ごめん。助けてあげられなくて。本当にごめん。
イツキは結局救うこと敵わず、ユウに従うことが正解だと思ってしまった自分を嘆いた。だが、この時少女の目には微かに針に糸を通すほどに小さな光が差し込んでいた。
(あの人。今、助けようとした?人間なのに亜人のハクを?)
助けることは叶わなかった。しかし、イツキの思いは少女にしかと届いていた。
☆
「ユウさん。なんで…。」
ユウに聞きたいことはたくさんあった。何故僕たちに、亜人お断りの店を紹介したのか。そのくせ何故僕たちを何度も助けるのか。何故、勇者なのに彼らを救わないのか。

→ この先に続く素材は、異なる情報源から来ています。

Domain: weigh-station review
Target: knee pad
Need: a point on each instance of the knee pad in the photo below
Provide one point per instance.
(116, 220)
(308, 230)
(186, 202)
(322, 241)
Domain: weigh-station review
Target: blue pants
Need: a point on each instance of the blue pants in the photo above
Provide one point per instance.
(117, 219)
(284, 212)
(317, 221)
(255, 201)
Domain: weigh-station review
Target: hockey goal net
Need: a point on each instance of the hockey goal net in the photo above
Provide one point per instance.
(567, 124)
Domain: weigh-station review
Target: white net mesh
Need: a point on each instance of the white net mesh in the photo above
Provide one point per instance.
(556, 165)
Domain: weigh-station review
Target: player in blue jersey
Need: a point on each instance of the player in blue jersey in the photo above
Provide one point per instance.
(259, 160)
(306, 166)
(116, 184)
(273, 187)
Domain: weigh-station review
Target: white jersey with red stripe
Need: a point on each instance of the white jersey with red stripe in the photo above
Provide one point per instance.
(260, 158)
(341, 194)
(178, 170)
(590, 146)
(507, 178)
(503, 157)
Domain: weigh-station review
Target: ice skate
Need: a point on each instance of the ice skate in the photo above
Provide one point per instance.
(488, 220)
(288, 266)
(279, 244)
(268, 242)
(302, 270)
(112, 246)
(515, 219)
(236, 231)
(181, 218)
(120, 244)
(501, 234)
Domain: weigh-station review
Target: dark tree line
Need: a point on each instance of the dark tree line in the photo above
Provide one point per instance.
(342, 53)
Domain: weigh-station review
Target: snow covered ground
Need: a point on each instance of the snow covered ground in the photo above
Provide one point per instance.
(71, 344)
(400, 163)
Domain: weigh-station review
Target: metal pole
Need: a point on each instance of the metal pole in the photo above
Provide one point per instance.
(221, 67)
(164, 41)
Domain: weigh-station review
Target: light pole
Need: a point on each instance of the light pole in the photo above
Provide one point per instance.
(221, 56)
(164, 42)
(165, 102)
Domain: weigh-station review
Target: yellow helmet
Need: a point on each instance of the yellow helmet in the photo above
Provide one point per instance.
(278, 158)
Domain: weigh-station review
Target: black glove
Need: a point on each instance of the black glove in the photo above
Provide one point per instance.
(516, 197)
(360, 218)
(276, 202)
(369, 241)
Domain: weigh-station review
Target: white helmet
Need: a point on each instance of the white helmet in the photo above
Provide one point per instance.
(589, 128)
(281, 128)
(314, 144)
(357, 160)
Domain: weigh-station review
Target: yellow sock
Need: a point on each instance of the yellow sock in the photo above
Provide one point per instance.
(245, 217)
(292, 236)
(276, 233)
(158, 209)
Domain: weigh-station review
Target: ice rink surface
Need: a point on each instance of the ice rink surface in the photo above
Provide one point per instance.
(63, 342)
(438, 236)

「あぁ、言いたいことは分かっているつもりだ。まず先日のことはすまない。あぁした方がこの国で何が起こっているか分かってもらえると思ってね。本当にすまない。でもよかった。『虎猫亭』に辿り着いてくれて。」
「そんなことのためにエメに辛い思いをさせたんですか?」
今、ユウが言っているのはつまり、この国の現状を知ってほしかったからということだ。でもそんなことしなくても口で言ってくれれば分かることだ。

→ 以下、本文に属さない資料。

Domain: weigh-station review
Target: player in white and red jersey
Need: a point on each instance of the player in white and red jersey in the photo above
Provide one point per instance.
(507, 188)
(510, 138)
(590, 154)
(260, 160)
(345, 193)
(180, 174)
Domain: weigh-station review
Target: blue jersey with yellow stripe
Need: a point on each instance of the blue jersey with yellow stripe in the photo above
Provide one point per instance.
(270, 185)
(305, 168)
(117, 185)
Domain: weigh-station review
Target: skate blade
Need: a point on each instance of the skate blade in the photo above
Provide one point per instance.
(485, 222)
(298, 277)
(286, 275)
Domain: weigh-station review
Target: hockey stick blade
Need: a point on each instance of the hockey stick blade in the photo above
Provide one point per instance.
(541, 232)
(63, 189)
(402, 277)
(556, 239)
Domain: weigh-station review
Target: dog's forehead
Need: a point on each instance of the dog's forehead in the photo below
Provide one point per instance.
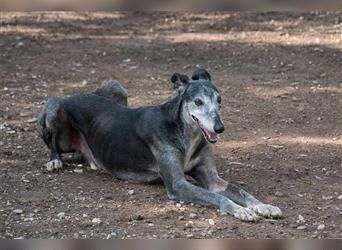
(205, 88)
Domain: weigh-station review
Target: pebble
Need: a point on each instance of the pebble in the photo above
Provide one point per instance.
(300, 219)
(278, 194)
(327, 197)
(61, 215)
(18, 211)
(181, 218)
(96, 221)
(192, 216)
(32, 120)
(301, 227)
(211, 222)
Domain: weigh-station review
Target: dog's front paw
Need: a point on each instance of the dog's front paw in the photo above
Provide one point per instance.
(54, 165)
(267, 211)
(245, 214)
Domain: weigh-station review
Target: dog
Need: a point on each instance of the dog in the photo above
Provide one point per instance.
(169, 141)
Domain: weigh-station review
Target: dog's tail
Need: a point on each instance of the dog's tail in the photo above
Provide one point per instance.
(113, 90)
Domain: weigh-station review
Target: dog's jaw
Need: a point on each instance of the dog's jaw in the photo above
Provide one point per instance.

「いずれ、あの仕打ちを受けることは目に見えていた。だから、僕の小さなお節介だ。そのことについては、謝罪させてくれ。すまない。それにしてもなんでイツキ君がここに。」
イツキは、ユウの言い分に渋々納得した後、依頼を受けて、何も知らずにここに来たことを伝えた。
――「なるほど。でもイツキ君。奴隷を開放することは、法律で禁止されているんだ。しかももし、解放したとしても奴隷契約の解呪が出来なければ意味がない。君があのまま奴隷を開放したら折角、見直され始めたハーフエルフのエメラダ君の評価もまた下がりかねない。」
「でも!でも、あの子は、助けてって…。」
確かにエメラダのための旅で僕が足を引っ張る訳にはいかない。僕が目指すのはエメのヒーローであって、誰をも救うヒーローではない。でも、少女の目を見てしまった。もうどうにでもなれと生きることを諦めた目。
「それでも、飲み込むしかない。僕は、いずれ彼らも救って見せる。今は時ではない。」
しかし、ユウの言うことも正しく、イツキはこれ以上何も言えなかった。